Mycroft, it seems, had tapped The Meilleure for some money to bolster his restaurant and fund the expansion into New York (The Meilleure's idea, according to Mycroft; they are also the ones who wanted Mycroft to get Sherlock out of New York). They're willing to trade Watson for a very valuable list of people who have socked money away in Swiss bank accounts, thus evading taxes, etc. The list had been stolen by a banker, Pierce Nelson, who had access to all that information. Find Nelson and the list, swap for Watson. Sherlock and Mycroft have 48 hours. Piece of cake, right?

Well, first we must deal with Sherlock's temper tantrums. He is understandably distressed at the loss of Watson and irate with Mycroft for having put her/them in this position. Mycroft hits things a little too squarely when he states that Watson is the person Sherlock loves more than anyone in this world. Thing is, it isn't a romantic love. Watson is Sherlock's conduit to humanity, and that's something he's come to rely on; he has difficulty functioning without her. (I won't say that Sherlock has Asperger's, but as someone who does, I know all too well that I am not equipped to deal with day-to-day life without an intermediary. I fake it, I brave it, and I go out only when I can't get away with staying in and hiding from it . . . Or when something has enough of my interest that it's worth it to me to venture out. Always so much easier if I have someone with me to focus on, take cues from; kind of like an emotional guide. I feel like Sherlock might be in a similar situation.)

We then get a new take on the standard formula: Sherlock and Mycroft investigating rather than Sherlock and Watson. It's actually rather fun, a nice change. There is maybe a Hardy Boys element here that appeals to me. Did Sherlock and Mycroft ever do these kinds of things as kids, or have they always been too belligerent? Since their falling out happened later in life, there's a chance they were once close, yes?

I'm not sure why it took Sherlock so long to zero in on the photos in Nelson's office; I saw right away they were taken from the same place in three separate seasons and had the spot pegged as important. We can chalk it up to his overwrought state of mind, I suppose, but he wasted precious time there. Once he and Mycroft figure out the spot, they also find Nelson's body and determine he's been dead longer than the list has been missing. Therefore, he did not steal the list. Someone killed him, stole the list, then framed Nelson.

It's not a long leap to loop back to the head of security at the bank. When the Holmes brothers kidnap and threaten him, he handily gives up the list. Rather anticlimactic, though I suppose the writers wanted to get in a scene in which Sherlock shows how far he's willing to go to get Watson back. It's a bit strange, since he had a far more violent reaction back when the whole Moran thing went down last season. Does Watson mean less to Sherlock than Irene did or has he simply tempered a bit? Maybe that's some of Watson's good influence.

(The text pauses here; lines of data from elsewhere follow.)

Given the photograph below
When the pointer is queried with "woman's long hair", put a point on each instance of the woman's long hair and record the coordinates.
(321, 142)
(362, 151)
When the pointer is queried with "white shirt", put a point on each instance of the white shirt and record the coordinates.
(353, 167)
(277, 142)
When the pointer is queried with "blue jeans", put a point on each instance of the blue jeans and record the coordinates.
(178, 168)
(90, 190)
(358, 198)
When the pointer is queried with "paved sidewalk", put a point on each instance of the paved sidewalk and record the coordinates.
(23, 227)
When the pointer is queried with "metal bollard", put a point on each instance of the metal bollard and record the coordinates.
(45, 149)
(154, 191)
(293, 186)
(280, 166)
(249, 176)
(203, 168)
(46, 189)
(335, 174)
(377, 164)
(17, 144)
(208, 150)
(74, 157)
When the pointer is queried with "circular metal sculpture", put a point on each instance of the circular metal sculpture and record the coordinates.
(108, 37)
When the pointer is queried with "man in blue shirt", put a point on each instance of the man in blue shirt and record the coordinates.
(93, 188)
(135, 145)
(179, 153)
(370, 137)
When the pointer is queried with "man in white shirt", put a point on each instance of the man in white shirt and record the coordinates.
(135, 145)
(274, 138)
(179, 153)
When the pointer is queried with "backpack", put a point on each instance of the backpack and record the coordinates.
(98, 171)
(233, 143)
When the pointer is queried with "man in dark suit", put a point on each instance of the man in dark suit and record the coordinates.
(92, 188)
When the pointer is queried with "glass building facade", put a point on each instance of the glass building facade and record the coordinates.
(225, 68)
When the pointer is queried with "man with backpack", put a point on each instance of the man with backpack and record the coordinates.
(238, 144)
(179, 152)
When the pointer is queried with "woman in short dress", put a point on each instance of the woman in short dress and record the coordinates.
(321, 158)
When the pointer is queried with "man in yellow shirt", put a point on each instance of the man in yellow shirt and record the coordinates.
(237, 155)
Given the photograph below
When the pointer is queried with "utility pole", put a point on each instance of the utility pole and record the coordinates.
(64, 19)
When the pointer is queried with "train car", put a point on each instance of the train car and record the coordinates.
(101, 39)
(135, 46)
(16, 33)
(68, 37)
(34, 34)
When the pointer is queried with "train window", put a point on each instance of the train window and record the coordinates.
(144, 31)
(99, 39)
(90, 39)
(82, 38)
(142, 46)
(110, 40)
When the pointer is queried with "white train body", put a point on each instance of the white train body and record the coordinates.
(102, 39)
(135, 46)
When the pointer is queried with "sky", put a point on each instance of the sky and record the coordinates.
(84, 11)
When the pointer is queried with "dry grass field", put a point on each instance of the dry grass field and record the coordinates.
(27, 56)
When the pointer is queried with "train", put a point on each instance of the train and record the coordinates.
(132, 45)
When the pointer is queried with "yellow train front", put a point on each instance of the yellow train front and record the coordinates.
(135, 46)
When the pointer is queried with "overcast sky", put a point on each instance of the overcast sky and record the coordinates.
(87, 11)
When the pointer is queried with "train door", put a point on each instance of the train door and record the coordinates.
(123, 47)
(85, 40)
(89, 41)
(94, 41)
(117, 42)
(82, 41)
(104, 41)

Speaking of Watson, just to make sure she's in the show, we see her try and aid one of the French guys who has been shot in the abdomen. She does her best, but when she repeatedly insists he needs a hospital, the lead French guy (Marchef is his name, apparently, if IMDb is to be believed) shoots him.

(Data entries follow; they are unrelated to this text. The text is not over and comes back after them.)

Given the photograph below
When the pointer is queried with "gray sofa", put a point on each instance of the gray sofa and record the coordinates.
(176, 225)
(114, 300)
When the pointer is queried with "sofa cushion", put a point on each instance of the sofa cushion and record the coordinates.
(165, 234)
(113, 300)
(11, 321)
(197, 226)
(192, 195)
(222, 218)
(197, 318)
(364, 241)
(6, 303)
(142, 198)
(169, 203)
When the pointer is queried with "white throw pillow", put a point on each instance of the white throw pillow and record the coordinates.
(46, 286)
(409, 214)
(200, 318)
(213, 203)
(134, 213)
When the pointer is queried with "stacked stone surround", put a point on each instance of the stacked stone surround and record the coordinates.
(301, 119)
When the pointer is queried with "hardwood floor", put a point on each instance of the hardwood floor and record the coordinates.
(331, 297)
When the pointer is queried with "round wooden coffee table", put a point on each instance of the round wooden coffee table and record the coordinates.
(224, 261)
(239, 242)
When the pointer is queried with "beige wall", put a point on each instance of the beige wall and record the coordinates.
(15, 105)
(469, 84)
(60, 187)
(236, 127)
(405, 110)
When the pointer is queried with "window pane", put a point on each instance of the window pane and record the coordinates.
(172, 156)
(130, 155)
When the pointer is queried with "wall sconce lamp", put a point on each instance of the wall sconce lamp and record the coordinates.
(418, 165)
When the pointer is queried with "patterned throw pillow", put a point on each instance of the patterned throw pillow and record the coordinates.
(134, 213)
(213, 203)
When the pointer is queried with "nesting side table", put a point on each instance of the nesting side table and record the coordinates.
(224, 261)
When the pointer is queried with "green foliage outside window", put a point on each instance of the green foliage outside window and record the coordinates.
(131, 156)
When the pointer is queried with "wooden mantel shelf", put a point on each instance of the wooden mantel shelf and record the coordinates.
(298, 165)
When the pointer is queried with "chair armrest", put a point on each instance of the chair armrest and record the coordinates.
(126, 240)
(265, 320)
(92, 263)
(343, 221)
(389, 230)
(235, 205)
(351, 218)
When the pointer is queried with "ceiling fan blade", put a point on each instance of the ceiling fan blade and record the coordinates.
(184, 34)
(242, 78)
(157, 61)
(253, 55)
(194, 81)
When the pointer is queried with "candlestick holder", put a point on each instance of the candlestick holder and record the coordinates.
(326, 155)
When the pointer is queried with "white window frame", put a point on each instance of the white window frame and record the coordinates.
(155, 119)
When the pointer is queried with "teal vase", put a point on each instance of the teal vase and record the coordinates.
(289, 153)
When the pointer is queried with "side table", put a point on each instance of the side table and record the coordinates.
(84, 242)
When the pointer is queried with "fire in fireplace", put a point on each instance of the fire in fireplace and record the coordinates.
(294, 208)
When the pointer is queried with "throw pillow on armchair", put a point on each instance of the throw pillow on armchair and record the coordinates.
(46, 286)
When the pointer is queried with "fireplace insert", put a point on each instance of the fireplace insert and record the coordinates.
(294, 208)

List in hand (well, on a flash drive), Sherlock is prepared to call in the authorities to rescue Watson. He does not trust The Meilleure to keep their word and release her. But in a classic "don't taze me, bro" moment, Mycroft does taze Sherlock and takes the list. Upon waking, Sherlock goes to the NSA to beg for their help in finding Watson before she is killed. This was quite a humbling scene, to see Sherlock thus reduced. It, more so than the threats against the security guy, showed how low Sherlock is willing to go for Watson's sake.

Mycroft, meanwhile, has gone to trade the list for Watson. And as Sherlock predicted, The Meilleure plan to kill them both. This bit was rather silly; de Soto gives the order to kill Mycroft and Watson, but the guys just stand there pointing their guns. Sure, okay, maybe they want to wait until de Soto is clear of the scene. But then Mycroft asks if he can say a final few words. Um . . . Why not just say them? (Oh, wait, he's a bit of a showoff like his brother. Perhaps that explains it.)